The Maxwell Street Polish soon grew to be one of Chicago's most popular local dishes, along with the Chicago hot-dog. It is served by restaurants around the city, and is common at sporting events. Many small vendors specialize in the Maxwell Street Polish along with the pork-chop sandwich.

Some variations exist. For example, some hot-dog vendors offer a "Maxwell Street hot dog" in which a hot dog is substituted for the Polish sausage. Others like to add sport peppers to the Maxwell Street to give it more heat.

Due to UIC's South Campus development (ongoing construction, started in 2002), the two famous Maxwell Street Polish stands on the corner of Halsted and Maxwell streets, Jim's Original and Maxwell St. Express Grill, were displaced to nearby Union Avenue, adjacent to the Dan Ryan Expressway on-ramp at Roosevelt Road.

Friday, August 17, 2007


Portillo's Hot Dogs
The best food and the best service!

Welcome to Portillo's Hot Dogs, Inc., started in 1963 by Dick Portillo in a small trailer and soon will be operating in 31 locations. His dedication to serving "the best food" and "the best service" available will make it worth your visit. Requests for his "type" of food and "service" are received daily at the corporate office from many of the 50 states (including Alaska) and many foreign countries. Calls from Taiwan, the Phillipines, Singapore, China, Europe, and Korea are just a few. Customers in the Chicagoland area also call frequently requesting a store just "a little closer to our house."

So, come enjoy what we hope you will find to be the best Hot Dog, Italian Beef, Maxwell Street Polish, Tasty Burgers, Fresh Salads and more at any of our locations. Bring the kids and ENJOY!

Portillo's won so many Silver Platter awards (the "Oscars" of the food industry) that the company retired from competition for 5 years to give others a chance. Come try our award-winning food and see if you agree.

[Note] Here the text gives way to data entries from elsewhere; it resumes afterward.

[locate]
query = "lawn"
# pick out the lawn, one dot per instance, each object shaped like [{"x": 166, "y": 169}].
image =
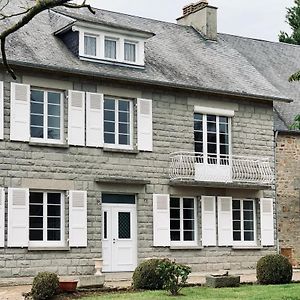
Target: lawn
[{"x": 245, "y": 292}]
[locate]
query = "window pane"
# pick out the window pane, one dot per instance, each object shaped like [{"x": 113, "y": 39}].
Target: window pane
[
  {"x": 110, "y": 49},
  {"x": 124, "y": 225},
  {"x": 124, "y": 139},
  {"x": 53, "y": 235},
  {"x": 54, "y": 98},
  {"x": 129, "y": 52},
  {"x": 90, "y": 45},
  {"x": 35, "y": 235},
  {"x": 175, "y": 235}
]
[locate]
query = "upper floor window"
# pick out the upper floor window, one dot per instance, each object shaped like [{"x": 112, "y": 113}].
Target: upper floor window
[
  {"x": 117, "y": 122},
  {"x": 212, "y": 138},
  {"x": 46, "y": 211},
  {"x": 110, "y": 48},
  {"x": 46, "y": 116},
  {"x": 90, "y": 45},
  {"x": 183, "y": 220},
  {"x": 130, "y": 51}
]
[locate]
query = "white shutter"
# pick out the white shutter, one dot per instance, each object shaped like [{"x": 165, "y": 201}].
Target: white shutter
[
  {"x": 225, "y": 230},
  {"x": 209, "y": 221},
  {"x": 161, "y": 220},
  {"x": 20, "y": 112},
  {"x": 2, "y": 216},
  {"x": 77, "y": 218},
  {"x": 144, "y": 124},
  {"x": 76, "y": 118},
  {"x": 267, "y": 222},
  {"x": 18, "y": 217},
  {"x": 1, "y": 110},
  {"x": 94, "y": 120}
]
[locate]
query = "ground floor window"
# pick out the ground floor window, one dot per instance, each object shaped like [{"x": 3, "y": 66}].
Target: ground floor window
[
  {"x": 243, "y": 217},
  {"x": 183, "y": 220},
  {"x": 46, "y": 218}
]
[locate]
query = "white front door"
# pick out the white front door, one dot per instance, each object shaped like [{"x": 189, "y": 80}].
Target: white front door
[{"x": 119, "y": 238}]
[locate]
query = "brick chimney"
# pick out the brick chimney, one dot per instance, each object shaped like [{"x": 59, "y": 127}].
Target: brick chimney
[{"x": 202, "y": 17}]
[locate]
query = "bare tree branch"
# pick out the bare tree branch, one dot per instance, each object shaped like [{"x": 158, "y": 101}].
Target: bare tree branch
[{"x": 27, "y": 15}]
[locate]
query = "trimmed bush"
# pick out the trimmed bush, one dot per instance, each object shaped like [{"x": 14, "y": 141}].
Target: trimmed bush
[
  {"x": 146, "y": 277},
  {"x": 274, "y": 269},
  {"x": 45, "y": 285}
]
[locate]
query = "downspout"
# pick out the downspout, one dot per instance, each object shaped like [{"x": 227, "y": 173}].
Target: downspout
[{"x": 276, "y": 198}]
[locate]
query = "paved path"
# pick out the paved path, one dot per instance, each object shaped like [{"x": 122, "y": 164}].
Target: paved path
[{"x": 124, "y": 280}]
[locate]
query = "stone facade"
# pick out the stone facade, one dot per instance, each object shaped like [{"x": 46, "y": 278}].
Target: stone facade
[
  {"x": 288, "y": 192},
  {"x": 36, "y": 166}
]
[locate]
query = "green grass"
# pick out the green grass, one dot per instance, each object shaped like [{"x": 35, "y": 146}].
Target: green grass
[{"x": 245, "y": 292}]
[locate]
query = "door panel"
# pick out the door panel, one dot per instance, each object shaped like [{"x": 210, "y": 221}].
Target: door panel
[{"x": 119, "y": 245}]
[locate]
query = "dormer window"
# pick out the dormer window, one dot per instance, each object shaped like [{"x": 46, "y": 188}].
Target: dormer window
[
  {"x": 110, "y": 45},
  {"x": 90, "y": 45},
  {"x": 130, "y": 51}
]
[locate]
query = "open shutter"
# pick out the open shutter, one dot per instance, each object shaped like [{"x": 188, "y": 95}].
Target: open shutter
[
  {"x": 77, "y": 218},
  {"x": 20, "y": 112},
  {"x": 76, "y": 118},
  {"x": 144, "y": 124},
  {"x": 161, "y": 220},
  {"x": 18, "y": 217},
  {"x": 1, "y": 110},
  {"x": 225, "y": 231},
  {"x": 267, "y": 222},
  {"x": 2, "y": 216},
  {"x": 94, "y": 120},
  {"x": 209, "y": 227}
]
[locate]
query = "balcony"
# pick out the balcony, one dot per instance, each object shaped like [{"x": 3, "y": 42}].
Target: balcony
[{"x": 226, "y": 169}]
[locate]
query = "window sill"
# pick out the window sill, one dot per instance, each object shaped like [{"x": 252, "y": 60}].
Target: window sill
[
  {"x": 186, "y": 248},
  {"x": 116, "y": 150},
  {"x": 48, "y": 248},
  {"x": 42, "y": 144}
]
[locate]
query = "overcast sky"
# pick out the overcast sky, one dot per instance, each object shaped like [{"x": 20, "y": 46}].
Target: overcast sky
[{"x": 261, "y": 19}]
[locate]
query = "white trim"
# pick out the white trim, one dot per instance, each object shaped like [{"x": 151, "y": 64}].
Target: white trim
[
  {"x": 214, "y": 111},
  {"x": 45, "y": 243}
]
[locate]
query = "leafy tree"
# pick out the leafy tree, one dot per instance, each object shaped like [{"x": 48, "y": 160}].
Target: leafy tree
[{"x": 23, "y": 15}]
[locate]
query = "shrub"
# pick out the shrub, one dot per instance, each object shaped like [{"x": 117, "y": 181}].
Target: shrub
[
  {"x": 174, "y": 276},
  {"x": 274, "y": 269},
  {"x": 45, "y": 285},
  {"x": 145, "y": 275}
]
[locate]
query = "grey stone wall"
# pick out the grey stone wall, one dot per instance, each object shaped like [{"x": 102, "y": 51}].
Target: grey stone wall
[{"x": 25, "y": 165}]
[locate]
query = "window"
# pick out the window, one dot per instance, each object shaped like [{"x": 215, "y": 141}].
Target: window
[
  {"x": 243, "y": 216},
  {"x": 130, "y": 51},
  {"x": 90, "y": 45},
  {"x": 46, "y": 115},
  {"x": 211, "y": 137},
  {"x": 183, "y": 221},
  {"x": 46, "y": 210},
  {"x": 117, "y": 122},
  {"x": 110, "y": 48}
]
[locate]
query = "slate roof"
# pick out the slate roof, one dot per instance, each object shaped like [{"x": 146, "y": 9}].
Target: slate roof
[{"x": 176, "y": 56}]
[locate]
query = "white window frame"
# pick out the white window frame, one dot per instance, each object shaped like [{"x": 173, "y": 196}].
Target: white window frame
[
  {"x": 46, "y": 243},
  {"x": 182, "y": 242},
  {"x": 204, "y": 132},
  {"x": 101, "y": 35},
  {"x": 45, "y": 114},
  {"x": 116, "y": 145},
  {"x": 242, "y": 242},
  {"x": 136, "y": 44}
]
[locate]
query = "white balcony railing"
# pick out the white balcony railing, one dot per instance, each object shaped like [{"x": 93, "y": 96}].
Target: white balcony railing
[{"x": 186, "y": 166}]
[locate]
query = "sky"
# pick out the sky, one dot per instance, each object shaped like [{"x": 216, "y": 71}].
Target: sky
[{"x": 262, "y": 19}]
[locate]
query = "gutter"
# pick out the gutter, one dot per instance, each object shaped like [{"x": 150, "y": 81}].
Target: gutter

Wednesday, August 15, 2007

Parky's Hot Dogs, Forest Park

Parky's Hot Dogs
329 Harlem Ave
Forest Park, IL 60130-1607
Phone: (708) 366-3090

Cross Street: Washington Boulevard Directions: El: Green Line to Harlem/Lake; bus: 357 to Washington
Specialties: French Fries, Hot Dog
Hours: Mon-Sat 10am-9pm, Sun 11am-7pm

In Short
This compact orange-and-white A-frame has just a couple of stools at the window for seating, plus outdoor picnic tables during warm weather. Folks don't mind waiting for David Berg hot dogs--shorter and plumper than Vienna Beef, and steamed, not grilled. The basic dog gets mustard, chopped onion, pickle relish, tomato and peppers. Also available are chili cheese dogs, Polish sausages, grilled burgers, chicken sandwiches and Italian beef; all served with long, thin fries.

Sunday, August 12, 2007

History of the Chicago Hot Dog

The "Chicago Style" hot dog got its start from street cart hot dog vendors during the hard times of the Great Depression. Money was scarce, but business was booming for these entrepreneurs who offered a delicious hot meal on a bun for only a nickel. The famous Chicago Style Hot Dog was born! They'd start with a Vienna Beef hot dog, nestle it in a steamed poppyseed bun and cover it with a wonderful combination of toppings: yellow mustard, bright green relish, fresh chopped onions, juicy red tomato wedges, a kosher-style pickle spear, a couple of spicy sport peppers and finally, a dash of celery salt. This unique hot dog creation with a "salad on top" and its memorable interplay of hot and cold, crisp and soft, sharp and smooth, became America's original fast food and a true Chicago institution.